Anggota Tim Hukum Ganjar-Mahfud, Firman Jaya Daely menyampaikan Peraturan PKPU Nomor 19 tahun 2023 tidak dulu direvisi pascaputusan MK Nomor: 90/PUU-XXI/2023. Artinya, batas usia peserta pilpres masih dengan ketentuan lama yakni berusia 40 tahun. 

Sedangkan usia putra Presiden Joko Widodo itu saat mendaftar masih 36 tahun.

"Termohon dalam hal ini KPU tidak mengubah PKPU Nomor 19/2023 sebelum menerima dan memverifikasi pendaftaran Gibran Rakabuming Raka sebagai Calon Wakil Presiden dari Pihak Terkait," kata Firman, Kamis (18/4/2024).

Fakta itu, kata Firman, adalah salah satu materi yang dipaparkan dalam rangkaian pembuktian sidang PHPU. Bahkam menurutnya, fakta itu juga tidak terbantahkan dan diakui oleh pemohon, termohon dan pihak terkait.

"Fakta tentang KPU yang tidak mengubah PKPU Nomor 19 Tahun 2023 sebelum menerima Gibran sebagai kontestan di Pilpres 2024 menjadi satu dari 12 fakta persidangan yang diakui dan disepakati bersama oleh Pemohon, Termohon, dan Pihak Terkait," sambungnya.

Firman juga mengatakan pemohon, termohon, pihak terkait, dan Bawaslu juga sepakat mengenai fakta bahwa pemungutan suara tidak sesuai waktu yang ditentukan.
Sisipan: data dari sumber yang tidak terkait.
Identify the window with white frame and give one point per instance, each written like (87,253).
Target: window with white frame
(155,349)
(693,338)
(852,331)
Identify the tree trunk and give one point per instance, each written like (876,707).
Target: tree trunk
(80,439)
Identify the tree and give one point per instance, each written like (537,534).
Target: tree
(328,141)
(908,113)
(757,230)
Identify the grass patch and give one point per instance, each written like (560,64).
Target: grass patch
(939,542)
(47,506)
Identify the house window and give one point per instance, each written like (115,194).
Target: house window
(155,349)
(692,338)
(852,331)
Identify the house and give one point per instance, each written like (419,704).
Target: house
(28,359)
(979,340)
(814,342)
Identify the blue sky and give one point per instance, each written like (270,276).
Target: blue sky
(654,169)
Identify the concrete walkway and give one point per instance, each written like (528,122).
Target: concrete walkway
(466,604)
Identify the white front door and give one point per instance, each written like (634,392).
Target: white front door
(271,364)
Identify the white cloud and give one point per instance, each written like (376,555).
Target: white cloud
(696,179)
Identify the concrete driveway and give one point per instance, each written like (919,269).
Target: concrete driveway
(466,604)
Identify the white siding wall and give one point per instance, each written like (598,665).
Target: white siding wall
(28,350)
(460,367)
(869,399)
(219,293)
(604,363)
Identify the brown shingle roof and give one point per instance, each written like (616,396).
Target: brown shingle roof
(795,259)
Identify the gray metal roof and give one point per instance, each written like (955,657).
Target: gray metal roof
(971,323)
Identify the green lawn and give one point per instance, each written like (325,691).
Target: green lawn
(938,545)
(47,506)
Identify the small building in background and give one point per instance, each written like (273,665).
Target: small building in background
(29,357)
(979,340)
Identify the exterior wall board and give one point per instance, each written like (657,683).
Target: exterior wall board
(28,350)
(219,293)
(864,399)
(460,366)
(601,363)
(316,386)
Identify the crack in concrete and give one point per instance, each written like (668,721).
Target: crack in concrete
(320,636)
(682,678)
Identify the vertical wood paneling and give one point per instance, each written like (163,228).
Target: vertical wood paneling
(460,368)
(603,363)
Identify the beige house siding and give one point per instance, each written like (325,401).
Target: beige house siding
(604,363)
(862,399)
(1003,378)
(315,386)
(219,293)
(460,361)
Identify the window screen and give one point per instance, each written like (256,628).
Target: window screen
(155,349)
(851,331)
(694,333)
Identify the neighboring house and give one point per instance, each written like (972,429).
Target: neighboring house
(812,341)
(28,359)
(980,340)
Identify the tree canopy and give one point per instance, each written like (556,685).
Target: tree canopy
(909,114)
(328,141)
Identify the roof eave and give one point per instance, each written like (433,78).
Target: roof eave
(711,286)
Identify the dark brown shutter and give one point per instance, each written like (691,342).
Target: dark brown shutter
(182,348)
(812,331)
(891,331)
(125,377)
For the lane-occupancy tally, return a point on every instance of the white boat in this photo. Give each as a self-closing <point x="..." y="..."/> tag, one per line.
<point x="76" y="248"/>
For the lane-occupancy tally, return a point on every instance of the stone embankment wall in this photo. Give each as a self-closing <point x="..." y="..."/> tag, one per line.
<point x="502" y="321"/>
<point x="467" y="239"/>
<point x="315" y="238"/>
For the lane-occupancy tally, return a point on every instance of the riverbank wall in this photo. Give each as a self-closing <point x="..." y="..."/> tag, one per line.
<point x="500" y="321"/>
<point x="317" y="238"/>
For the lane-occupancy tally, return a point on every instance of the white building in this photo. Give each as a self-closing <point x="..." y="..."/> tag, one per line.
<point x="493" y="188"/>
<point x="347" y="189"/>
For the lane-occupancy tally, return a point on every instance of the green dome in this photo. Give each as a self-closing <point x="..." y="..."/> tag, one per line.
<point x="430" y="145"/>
Fakta lain, tidak adanya penjelasan dari Kelompok Penyelenggara Pemungutan Suara (KPPS) mengenai tata cara pelaksanaan pemungutan dan penghitungan suara.

"Oleh karena fakta-fakta di atas sudah diakui dan disepakati oleh para pihak, maka fakta-fakta di atas dapat menjadi bahan pertimbangan oleh Majelis Hakim Konstitusi yang mulia," tutur Firman.

Ada pun 12 fakta hukum yang disepakati bersama oleh para Pemohon, KPU, dan Paslon 2, adalah, pertama Pemilihan Umum (Pemilu), termasuk Pilpres 2024, seyogianya diselenggarakan secara langsung, umum, bebas, rahasia, jujur, dan adil sebagaimana dimaksud dalam Pasal 22E ayat (1) UUD 1945.

Kedua, Mahkamah Konstitusi (MK) adalah lembaga yang berwenang untuk menjaga dan menegakkan konstitusi dan konstitusionalisme di Indonesia.

Ketiga, sudah banyak putusan MK yang memeriksa dan memutus pelanggaran kualitatif dalam pemilihan umum, baik untuk pemilihan umum kepala daerah, legislatif maupun presiden.

Keempat,  Dewan Kehormatan Penyelenggara Pemilihan Umum (DKPP) telah menjatuhkan Putusan No. 135-PKE-DKPP/XII/2023, No.136-PKE-DKPP/XII/2023, No. 137-PKE-DKPP/XII/2023, No. 141-PKEDKPP/XII/2023.

Kelima,  Majelis Kehormatan Mahkamah Konstitusi (MKMK) telah menjatuhkan Putusan No. 02/MKMK/L/11/2023 yang menyatakan, bahwa Hakim Konstitusi Anwar Usman telah melakukan pelanggaran etika berat ketika memutus Putusan No. 90/PUU-XXI/2023.

Keenam,  pembuktian di MK sama dengan pembuktian perdata, yaitu pembuktian formil.

“Ketujuh, Termohon dalam hal ini KPU tidak mengubah PKPU No. 19/2023 sebelum menerima dan memverifikasi pendaftaran Gibran Rakabuming Raka sebagai Calon Wakil Presiden dari Pihak Terkait,” kata Firman.

Kedelapan, pihak terkait adalah pasangan Calon Presiden dan Wakil Presiden yang didukung oleh Presiden Joko Widodo (Jokowi). Kesembilan, nepotisme adalah pelanggaran hukum.

Kesepuluh, Presiden Jokowi melakukan banyak pembagian bantuan sosial selama periode Pilpres 2024. Hal itu diperkuat keterangan Menteri Koordinator Bidang Pembangunan Manusia dan Kebudayaan (PMK), Menteri Koordinator Bidang Perekonomian, Menteri Keuangan, dan Menteri Sosial.

Kesebelas, telah terjadi mobilisasi kepala desa selama periode Pilpres 2024. Hal itu diperkuat  keterangan saksi Dadan Aulia Rahman, Fahmi Rosyidi, Memed Alijaya, dan keterangan Saksi Bawaslu, Sakhroji.

Kedua belas, telah terjadi pelbagai pelanggaran prosedur pemilihan umum selama periode Pilpres 2024, termasuk permasalahan  Sirekap, dalam bentuk adanya ruang manipulasi data, dan kemungkinan kesalahan data dalam Sirekap. Data yang disajikan Sirekap menimbulkan kegaduhan di masyarakat.